George Peat, president of the SFA, dismissed talk of a “Celtic v SFA war”, adding: “The reality is somewhat different.”
He said he had met Peter Lawwell last week and that the chief executive of Celtic is “fully supportive of the strategic plan being driven by our own chief executive, Stewart Regan.”
Peat also had words of support for Neil Lennon, the Celtic manager. “Fluctuations in football fortunes are part of the game – so is the occasional visit to Hampden Park’s sixth floor – but death threats, delivery of suspicious packages and the need for around the clock protection are most certainly not,” said Peat in the match programme. “I admire Neil’s courage in handling the abhorrent and contemptible behaviour to which he has been subjected and put on record my condemnation of such cowardly acts.”
Lennon, speaking after the match, said: “I welcome these words.”
There was also agreement between the two managers with Lennon and Craig Brown agreeing that the rule which demands the dismissal of player committing a foul to prevent a goalscoring opportunity should be looked at. Andrew Considine was sent off yesterday for bringing down Gary Hooper, having suffered the same fate for a foul on Scott Brown in the league match at Pittodrie in February.

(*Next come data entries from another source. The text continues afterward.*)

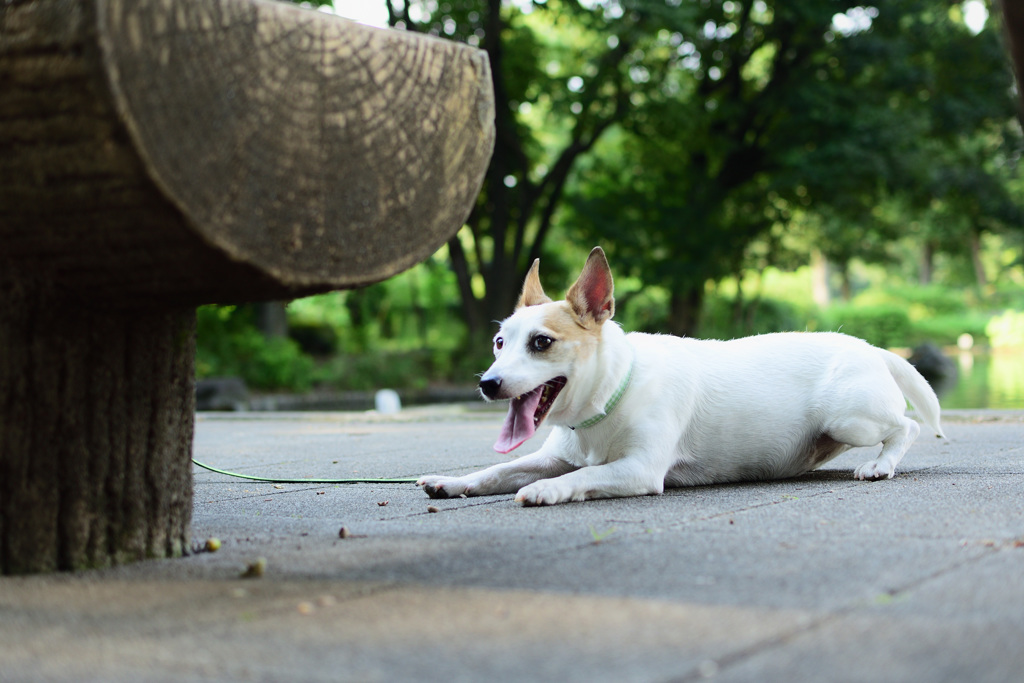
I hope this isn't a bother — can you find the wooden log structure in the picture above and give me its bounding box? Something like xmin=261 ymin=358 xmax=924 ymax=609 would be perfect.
xmin=0 ymin=0 xmax=494 ymax=573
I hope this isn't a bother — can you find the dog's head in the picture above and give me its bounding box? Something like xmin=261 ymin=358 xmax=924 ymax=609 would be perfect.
xmin=480 ymin=247 xmax=615 ymax=453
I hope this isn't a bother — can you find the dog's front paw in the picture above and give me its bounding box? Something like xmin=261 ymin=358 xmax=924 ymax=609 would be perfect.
xmin=853 ymin=460 xmax=896 ymax=481
xmin=515 ymin=479 xmax=582 ymax=506
xmin=416 ymin=476 xmax=469 ymax=498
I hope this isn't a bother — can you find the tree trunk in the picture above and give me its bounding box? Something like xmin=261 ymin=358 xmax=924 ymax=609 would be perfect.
xmin=811 ymin=247 xmax=831 ymax=308
xmin=0 ymin=270 xmax=196 ymax=573
xmin=971 ymin=229 xmax=988 ymax=288
xmin=669 ymin=287 xmax=703 ymax=337
xmin=0 ymin=0 xmax=494 ymax=573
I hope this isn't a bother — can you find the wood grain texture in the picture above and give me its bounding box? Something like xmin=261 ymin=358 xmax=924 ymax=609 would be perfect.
xmin=0 ymin=0 xmax=494 ymax=306
xmin=0 ymin=271 xmax=195 ymax=573
xmin=0 ymin=0 xmax=494 ymax=573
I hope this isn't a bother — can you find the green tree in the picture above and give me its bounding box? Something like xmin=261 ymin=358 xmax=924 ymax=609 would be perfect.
xmin=573 ymin=0 xmax=1013 ymax=334
xmin=387 ymin=0 xmax=679 ymax=332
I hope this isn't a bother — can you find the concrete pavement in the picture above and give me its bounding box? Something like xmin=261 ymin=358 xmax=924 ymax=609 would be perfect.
xmin=0 ymin=407 xmax=1024 ymax=683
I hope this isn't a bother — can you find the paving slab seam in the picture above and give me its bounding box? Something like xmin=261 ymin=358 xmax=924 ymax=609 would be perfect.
xmin=665 ymin=548 xmax=1002 ymax=683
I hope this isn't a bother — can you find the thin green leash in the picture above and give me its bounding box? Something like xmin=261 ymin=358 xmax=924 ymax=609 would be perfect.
xmin=193 ymin=458 xmax=417 ymax=483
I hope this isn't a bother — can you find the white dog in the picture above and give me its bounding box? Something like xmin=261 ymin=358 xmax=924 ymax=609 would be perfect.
xmin=417 ymin=247 xmax=943 ymax=505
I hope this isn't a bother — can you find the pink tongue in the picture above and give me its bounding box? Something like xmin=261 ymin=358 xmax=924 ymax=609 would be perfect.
xmin=495 ymin=386 xmax=544 ymax=453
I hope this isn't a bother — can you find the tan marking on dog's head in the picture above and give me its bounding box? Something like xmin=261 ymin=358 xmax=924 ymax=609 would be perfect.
xmin=565 ymin=247 xmax=615 ymax=327
xmin=544 ymin=301 xmax=601 ymax=358
xmin=515 ymin=258 xmax=551 ymax=310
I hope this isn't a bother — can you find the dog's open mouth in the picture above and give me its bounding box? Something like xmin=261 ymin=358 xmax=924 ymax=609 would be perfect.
xmin=495 ymin=377 xmax=566 ymax=453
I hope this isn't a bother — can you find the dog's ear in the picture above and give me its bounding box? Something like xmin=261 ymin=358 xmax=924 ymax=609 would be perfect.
xmin=565 ymin=247 xmax=615 ymax=327
xmin=515 ymin=258 xmax=551 ymax=310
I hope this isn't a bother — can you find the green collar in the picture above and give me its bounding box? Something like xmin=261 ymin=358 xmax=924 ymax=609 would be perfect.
xmin=569 ymin=353 xmax=637 ymax=429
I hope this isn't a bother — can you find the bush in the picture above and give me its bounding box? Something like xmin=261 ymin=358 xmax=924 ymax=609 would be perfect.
xmin=985 ymin=310 xmax=1024 ymax=348
xmin=196 ymin=306 xmax=313 ymax=391
xmin=817 ymin=304 xmax=911 ymax=348
xmin=700 ymin=297 xmax=804 ymax=339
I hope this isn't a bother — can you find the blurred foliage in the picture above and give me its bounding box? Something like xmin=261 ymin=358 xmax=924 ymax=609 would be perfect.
xmin=193 ymin=0 xmax=1024 ymax=389
xmin=196 ymin=306 xmax=313 ymax=391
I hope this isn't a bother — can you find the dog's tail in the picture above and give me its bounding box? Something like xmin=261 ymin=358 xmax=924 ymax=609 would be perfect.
xmin=879 ymin=349 xmax=946 ymax=438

Anthony Stokes’ penalty was saved by Jamie Langfield yesterday but the reduction of Aberdeen to 10 men made Celtic’s win almost inevitable. “Psychologically for Aberdeen it was damaging,” Lennon admitted. “But I do think it was a penalty and in the interpretation of the laws of the game, the referee probably had no choice but to send him off. I think it is one rule that could be doing with being looked at. If someone makes a genuine attempt to get the ball and is beaten, then maybe a penalty and a yellow card is punishment enough.”
Coincidentally, Langfield had saved Stokes’ penalty after Considine had been sent off in the second minute when the two sides met at Pittodrie in the Clydesdale Bank Premier League in February.
“I think a lot of managers would like to see 11 versus 11 where possible,” said Brown. “Certainly the penalty alone is a harsh punishment but not only do we lose the player for that game, we lose him for another game, for that one challenge. It is a harsh rule but that is the law of the game and we have to abide with it.
“To play against the best passing team in the country a man short is very difficult. But you have to concede that Celtic were the better side.”
Lennon said of the cup final meeting with Motherwell next month: “We have something to look forward to at the end of the season but the main priority is the championship. So we can put the cup final on the back burner and concentrate on what we really want.”
Brown, meanwhile, said that despite his confrontation with John Boyle, the Motherwell chairman, he would be supporting the Fir Park side in the final. “I’ll get a comp maybe,” he said when asked if his former employer would offer him a ticket for the match on May 21.